As to whether domestic violence may occur again, the Majority holds that Rachelle's monosyllabic responses to leading questions are not sufficient evidence to support the court's finding. I disagree for four reasons. First, I do not necessarily agree that the question asked by counsel regarding the likelihood of a reoccurrence of violence was a leading question. A leading question is “one that suggests the answer to the person being interrogated, esp., a ‘yes' or ‘no.’ ” Black's Law Dictionary 897 (7th ed.1999). Counsel asked Rachelle, “Are you fearful that these actions of domestic violence will occur again?” That is not a leading question because it is neutral. It does call for a yes or no answer, but it does not suggest which of those answers is correct.
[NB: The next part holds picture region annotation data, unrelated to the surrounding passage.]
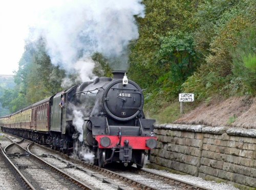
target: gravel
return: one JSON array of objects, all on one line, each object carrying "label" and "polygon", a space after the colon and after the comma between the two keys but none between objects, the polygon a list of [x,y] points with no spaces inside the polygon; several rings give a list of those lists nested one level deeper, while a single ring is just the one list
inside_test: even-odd
[{"label": "gravel", "polygon": [[[37,155],[41,155],[42,154],[49,155],[49,152],[47,150],[40,148],[38,147],[33,146],[31,149],[31,152]],[[54,155],[52,153],[51,155]],[[114,187],[111,184],[103,183],[101,180],[95,177],[92,177],[84,172],[80,171],[76,168],[69,168],[70,166],[66,163],[56,159],[51,156],[47,157],[41,157],[42,159],[47,162],[55,166],[68,173],[72,176],[74,176],[76,179],[79,179],[81,181],[88,184],[89,185],[94,186],[95,189],[113,190],[116,189],[116,187]]]},{"label": "gravel", "polygon": [[229,184],[226,184],[225,183],[217,183],[216,181],[206,181],[200,177],[193,176],[189,175],[181,175],[175,174],[164,170],[157,170],[147,168],[144,168],[144,169],[145,169],[145,170],[148,171],[149,172],[153,172],[166,176],[173,177],[175,179],[195,184],[197,185],[202,186],[211,189],[239,190],[239,188],[236,188]]}]

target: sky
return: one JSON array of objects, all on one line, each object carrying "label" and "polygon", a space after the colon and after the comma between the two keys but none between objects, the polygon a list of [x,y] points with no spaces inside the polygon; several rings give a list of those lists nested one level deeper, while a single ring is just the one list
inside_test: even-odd
[{"label": "sky", "polygon": [[139,37],[134,15],[144,16],[141,1],[0,0],[0,74],[13,74],[25,40],[41,37],[52,63],[82,81],[92,78],[96,52],[113,70],[127,70],[128,44]]},{"label": "sky", "polygon": [[17,70],[29,26],[39,7],[33,1],[0,1],[0,74],[12,75]]}]

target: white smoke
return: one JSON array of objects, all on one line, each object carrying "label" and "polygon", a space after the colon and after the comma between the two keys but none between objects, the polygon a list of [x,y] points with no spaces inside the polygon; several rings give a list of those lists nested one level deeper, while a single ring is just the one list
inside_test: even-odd
[{"label": "white smoke", "polygon": [[96,52],[110,60],[118,60],[118,64],[115,63],[113,69],[126,70],[127,46],[131,40],[139,37],[134,15],[144,16],[141,1],[62,0],[45,3],[48,7],[40,12],[34,25],[32,38],[42,37],[52,63],[69,72],[78,71],[82,81],[93,77],[91,57]]},{"label": "white smoke", "polygon": [[80,142],[82,142],[82,125],[84,122],[84,121],[82,119],[83,115],[81,111],[77,111],[76,110],[73,110],[73,114],[74,116],[74,119],[73,120],[73,124],[76,128],[76,129],[77,130],[77,131],[78,131],[79,133],[78,140]]}]

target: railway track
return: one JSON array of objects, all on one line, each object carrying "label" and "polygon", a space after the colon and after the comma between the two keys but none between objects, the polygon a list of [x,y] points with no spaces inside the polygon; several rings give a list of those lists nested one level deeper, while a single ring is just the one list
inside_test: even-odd
[{"label": "railway track", "polygon": [[22,179],[26,188],[94,189],[31,154],[18,143],[22,143],[22,146],[29,146],[31,143],[22,141],[13,142],[6,146],[4,150],[2,148],[1,149],[6,159],[15,169],[19,178]]},{"label": "railway track", "polygon": [[[22,142],[22,144],[26,146],[25,142]],[[59,169],[69,172],[69,175],[74,175],[76,172],[83,173],[83,175],[86,174],[96,178],[97,180],[99,180],[100,182],[111,184],[115,187],[114,189],[208,189],[185,181],[155,173],[146,169],[138,170],[135,167],[127,169],[120,165],[117,167],[100,168],[36,144],[31,144],[28,149],[31,154],[35,154]],[[71,170],[73,170],[73,172],[70,171]],[[78,177],[78,175],[76,177]]]}]

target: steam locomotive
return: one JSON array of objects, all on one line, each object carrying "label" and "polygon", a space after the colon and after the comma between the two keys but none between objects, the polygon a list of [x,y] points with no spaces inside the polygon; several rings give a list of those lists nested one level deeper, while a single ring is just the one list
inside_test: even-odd
[{"label": "steam locomotive", "polygon": [[2,130],[65,152],[73,150],[80,159],[87,147],[100,167],[114,161],[143,167],[146,151],[157,146],[155,120],[145,118],[140,87],[124,71],[112,73],[113,78],[72,86],[0,117]]}]

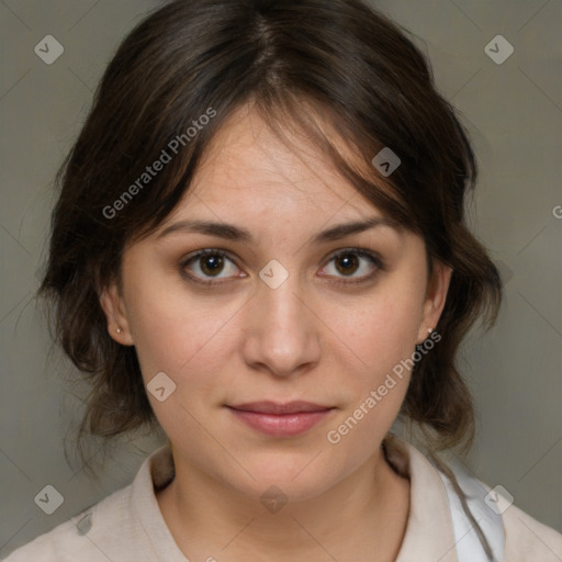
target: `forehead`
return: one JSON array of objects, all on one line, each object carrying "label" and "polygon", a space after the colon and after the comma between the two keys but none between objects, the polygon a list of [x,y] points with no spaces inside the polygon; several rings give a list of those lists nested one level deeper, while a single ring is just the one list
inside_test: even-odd
[{"label": "forehead", "polygon": [[307,138],[288,133],[282,142],[248,105],[217,132],[173,215],[195,211],[319,224],[381,215]]}]

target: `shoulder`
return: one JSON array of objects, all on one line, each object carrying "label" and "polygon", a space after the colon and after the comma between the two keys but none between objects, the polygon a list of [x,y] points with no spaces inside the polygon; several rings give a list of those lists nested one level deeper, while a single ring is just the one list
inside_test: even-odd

Second, even if the question was leading, “judgments will not be reversed because of leading questions unless the trial judge abused his discretion and a shocking miscarriage of justice resulted.” Bailey v. Bailey, 231 S.W.3d 793, 796 (Ky.App.2007). I discern no abuse of discretion because a victim's fear of continued domestic violence is a key element necessary to support a DVO. I know of no better way to elicit that information than to ask the victim.
Third, although it might have been better if Rachelle had expanded on her answer, she was not required to do so. The trial court is permitted to believe or disbelieve any sufficiently probative evidence presented, and the length of a response is not indicative of its sufficiency or probative value.
Fourth, Keith was present during the hearing and had the opportunity to present evidence to contradict Rachelle's testimony. The trial court determined that he did not do so, and it is not for this Court to second guess that determination.
Therefore, I agree that the trial court did not err when it continued the DVO hearing; however, I disagree that there was insufficient evidence to support the trial court's issuance of a DVO. Accordingly, I would affirm.
THOMPSON, Judge, Concurs.KELLER, Judge, concurs in result only in part and dissents in part and files separate opinion.